Neuromatch Academy Deep Learning 2021 project by Maryam Faramarzi, Siobhan Hall, Máté Mohácsi, Pablo Oyarzo, Jonathan Reus and Katherine Baquero
Special credit to our TAs: Pedro F da Costa and Beatrix BenkÅ
During the last decade CNNs have become increasingly powerful as models for computer vision. Their development has been carried conjointly with the exploration of their internal informational structure (1) and feature-inference processes. One of these approaches known as “dreaming”, initially developed by Google (2), has proven to be an effective method to maximize features and to take convolutional neural networks to the territory of stimuli generation. In this work, we ask how audible waveforms can be reconstructed from features by exploring dreaming algorithms as a method. This method has the capacity to work as an introspective technique for understanding internal network representations, as well as potentially acting as a generative approach for novel audio output. CNNs have been used to achieve state-of-the-art performance classifying music genres from (Mel Scale) spectrograms (3), thus we choose to explore the problem of music genre classification as a starting point for exploring internal representations. While most literature on CNN-based music genre classifiers use Mel-scale Spectrograms, this audio representation can be potentially limiting in the specific situation of deep dreaming on spectrograms, where the end goal is to reconstruct an audible time-domain waveform. It is for this reason we investigated the following audio transforms: Short-Time-Fourier Transforms (STFTs) and Mel-spectrograms. These will be collectively referred to as Spectrograms throughout.

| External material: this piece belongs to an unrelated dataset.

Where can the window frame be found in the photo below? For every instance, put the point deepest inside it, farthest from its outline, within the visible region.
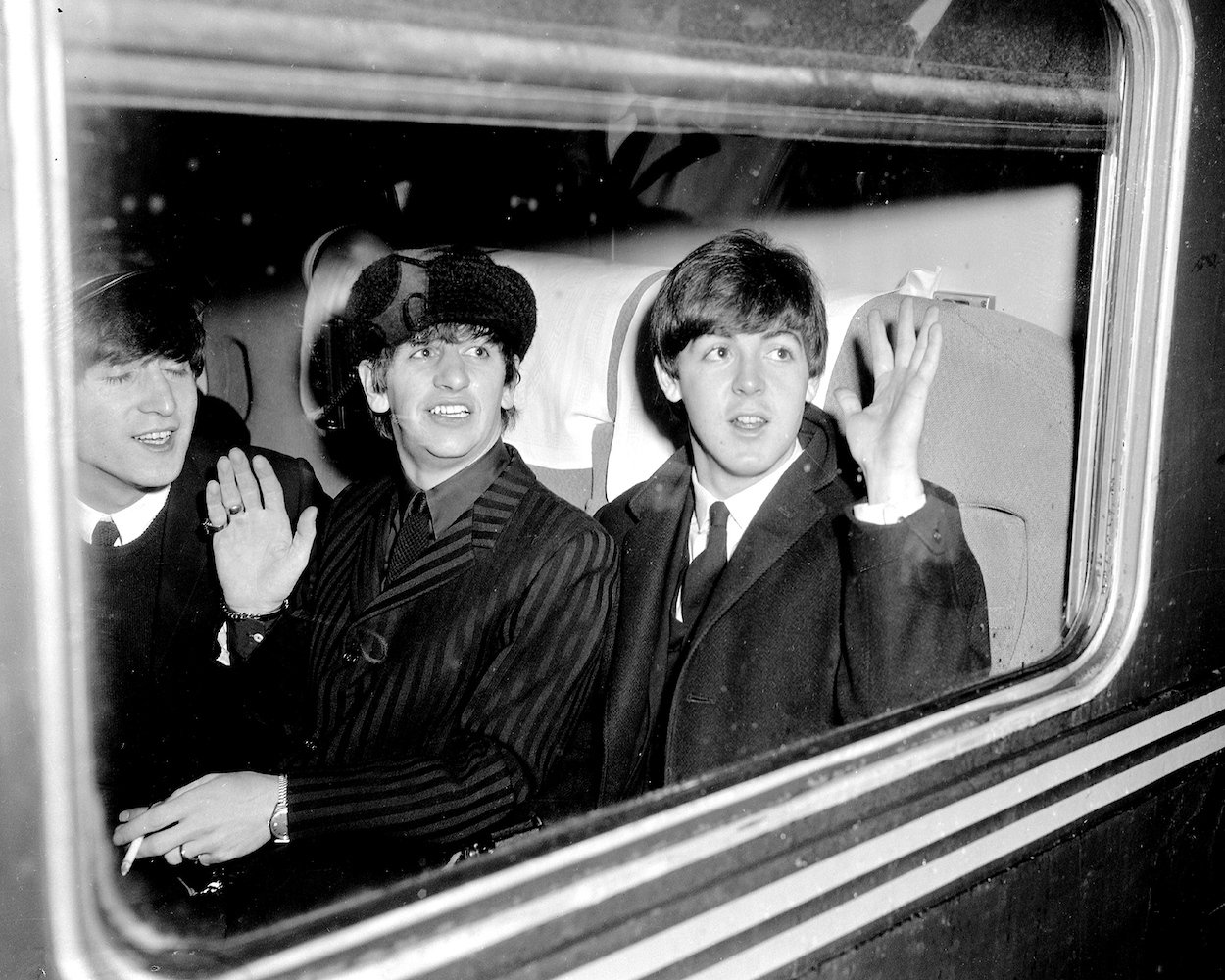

- To determine if audible waveforms can be reconstructed using the "dreaming" process from features learned by a convolutional neural network.
- To investigate the best approach to training a classifier as well as choosing the type of audio data transform that can be reconverted to music once “dreamed” upon.
- 1000 audio tracks (length: 30 seconds; 22050 Hz Mono 16-bit audio files in .wav format)
- 10 genres, with 100 examples each (blues, classical, country, disco, hiphop, jazz, metal, pop, reggae, rock).
- The STFTs were computed with the real and imaginary part, as well as only the real component. Both of these versions were used separately
Reference papers
Code:
For either approach, one can choose to normalize the gradient or not (which usually leads to faster learning at the cost of sometimes opting for less nuanced dream features)
Additive
Subtractive
Maximize activation of a single genre
Maximize activation difference between a single genre and another (or all other) genre(s)
- Input stft: disco.0 from gztan, optimize difference for classical using subtractive update, reconstruct Green channel
- Input stft: reggae.0 from gztan, optimize for metal using subtractive update, reconstruct Blue channel
- Input stft: sinusoidal frequency sweep, optimize for hiphop using additive update, reconstruct Green channel
- Input stft: sinusoidal frequency sweep, optimize for jazz using additive update, reconstruct Green channel
In applying the dreaming to the spectrograms, we gain insight into the learned representations the model uses to perform the classification. We are able to visually represent these features, as well as interpret them in audio formats.
We were limited by our audio reconstruction techniques which immediately revealed a catch-22.
We were able to achieve high classification accuracies when training the models with Mel-spectrograms, but these cannot be cleanly reconverted to audio data. While STFTs are cleanly converted to audio (without noise added during reconstruction), we achieved lower classification accuracies when training with STFTs. This poor classification accuracy suggests the model didn’t learn useful internal representations that can be maximised during the dreaming process that will transform an input while obeying the laws of spectrograms to ensure it can be reconstructed into audio.
The focus on only visual representations of the audio data limited our results as we were limited by audio reconstruction techniques. Future work could investigate using the raw audio signal and using models better suited to signal data (e.g. RNNs, Transformers or autoregressive models such as WaveNet). This limitation was further evident in our use of networks pre-trained on ImageNet alone. Future work could incorporate pre-training on more applicable data such as STFT transforms to help the model learn better internal representations to be maximised during dreaming.
- Olah C, Mordvintsev A, Schubert L. Feature visualization. Distill. 2017 Nov 7;2(11).
- Google AI Blog: Inceptionism: Going Deeper into Neural Networks [Internet]. [cited 2021 Aug 16]. Available from: https://ai.googleblog.com/2015/06/inceptionism-going-deeper-into-neural.html
- Palanisamy K, Singhania D, Yao A. Rethinking CNN Models for Audio Classification. arXiv. 2020 Jul 22;
- Simonyan K, Zisserman A. Very deep convolutional networks for large-scale image recognition. arXiv preprint arXiv:14091556. 2014;